Сгорели партийцы, сгорели путейцы,
пропойцы, паршивцы, десница и шуйца,
сгорели, утопли в потоках летейских,
исчезли, как семьи Мстиславских и
   Шуйских.
Селедочка — слава и гордость стола,
селедочка в Лету давно уплыла.

«Еврейским хилым детям…»

Еврейским хилым детям,
ученым и очкастым,
отличным шахматистам,
посредственным гимнастам —
советую заняться
коньками, греблей, боксом,
на ледники подняться,
по травам бегать босым.
Почаще лезьте в драки,
читайте книг немного,
зимуйте, словно раки,
идите с веком в ногу,
не лезьте из шеренги
и не сбивайте вех.
Ведь он еще не кончился,
двадцатый страшный век.

Бог

Мы все ходили под богом.
У бога под самым боком.
Он жил не в небесной дали,
его иногда видали
живого. На Мавзолее.
Он был умнее и злее
того — иного, другого,
по имени Иегова[23],
которого он низринул,
извел, пережег на уголь,
а после из бездны вынул
и дал ему стол и угол[24].
Мы все ходили под богом.
У бога под самым боком.
Однажды я шел Арбатом,
бог ехал в пяти машинах.
От страха почти горбата,
в своих пальтишках мышиных
вздрагивала охрана.
Было поздно и рано.
Серело. Брезжило утро.
Он глянул жестоко, мудро
своим всевидящим оком,
всепроницающим взглядом.
Мы все ходили под богом.
С богом почти что рядом.

Хозяин

А мой хозяин не любил меня —
не знал меня, не слышал и не видел,
а все-таки боялся, как огня,
и сумрачно, угрюмо ненавидел.
Когда меня он плакать заставлял,
ему казалось: я притворно плачу.
Когда пред ним я голову склонял,
ему казалось: я усмешку прячу.
А я всю жизнь работал на него,
ложился поздно, поднимался рано.
Любил его. И за него был ранен.
Но мне не помогало ничего.
А я возил с собой его портрет.
В землянке вешал и в палатке вешал —
смотрел, смотрел,
   не уставал смотреть.
И с каждым годом мне все реже, реже
обидною казалась нелюбовь.
И ныне настроенья мне не губит
тот явный факт, что испокон веков
таких, как я, хозяева не любят.
вернуться

22

Черта под чертою. Пропала оседлость…

Эту последнюю черту под существованием «черты оседлости» — области проживания евреев на территории бывшей Российской империи — подвел Гитлер своим «Окончательным решением еврейского вопроса». До начала Отечественной войны этот мир еврейских местечек, о котором вспоминает Слуцкий, еще существовал. И вот теперь он исчез, канул в небытие, затонул, как некая новая Атлантида.

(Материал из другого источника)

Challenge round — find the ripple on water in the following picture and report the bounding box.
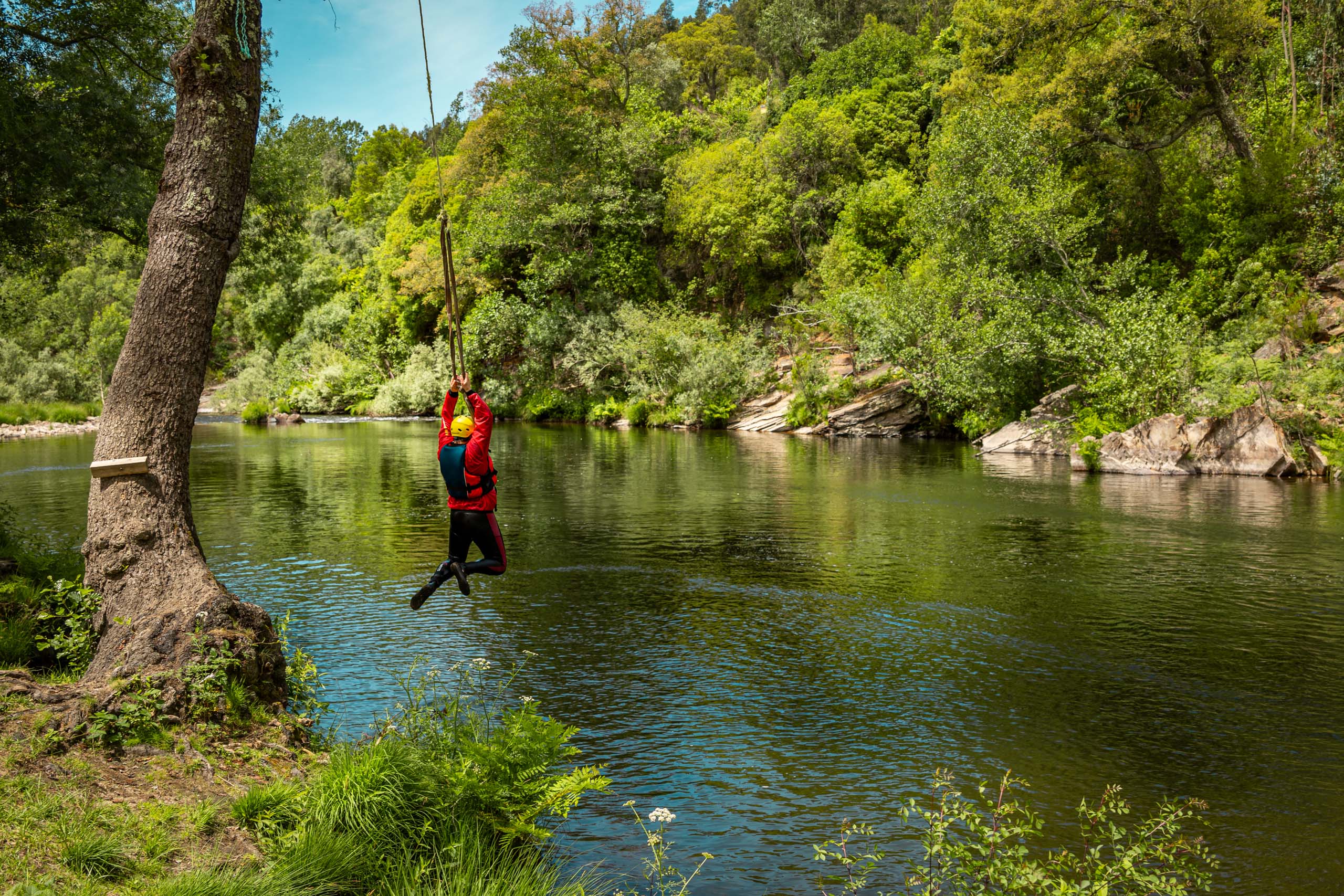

Об этом же — стихотворение Н. Коржавина:

Мир еврейских местечек…
Ничего не осталось от них.
Будто Веспасиан
здесь прошел средь пожаров и гула.
Сальных шуток своих
не отпустит беспутный резник,
и хлеща по коням
не споет на шоссе балагула…

(Н. Коржавин. Стихи и поэмы. М., 2004. С. 74)

вернуться

23

…того — иного, другого, / по имени Иегова…

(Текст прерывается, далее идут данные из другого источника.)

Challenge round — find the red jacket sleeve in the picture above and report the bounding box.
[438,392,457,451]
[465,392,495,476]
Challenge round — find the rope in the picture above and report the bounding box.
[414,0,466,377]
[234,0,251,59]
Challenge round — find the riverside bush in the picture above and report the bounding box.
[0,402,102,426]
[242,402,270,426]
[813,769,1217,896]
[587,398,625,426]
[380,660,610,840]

Иегова — старая транскрипция имени Бога древних евреев (в современной транскрипции — Яхве), фигурирующая в Ветхом Завете — священной книге иудеев и христиан.

вернуться

24

…которого он низринул, / извел, пережег на уголь, / а после из бездны вынул и дал ему стол и угол.

В 20-е и 30-е годы Советское государство вело с религией войну на уничтожение. В 1941-м Сталин несколько смягчил этот жесткий курс, предоставив ветхозаветному Богу символический, а его служителям — вполне реальный «стол и угол».

О том, что эти установившиеся новые отношения Сталина с Богом и Церковью были именно таковы, какими изобразил их в этом своем стихотворении Слуцкий, может свидетельствовать такая правдивая история.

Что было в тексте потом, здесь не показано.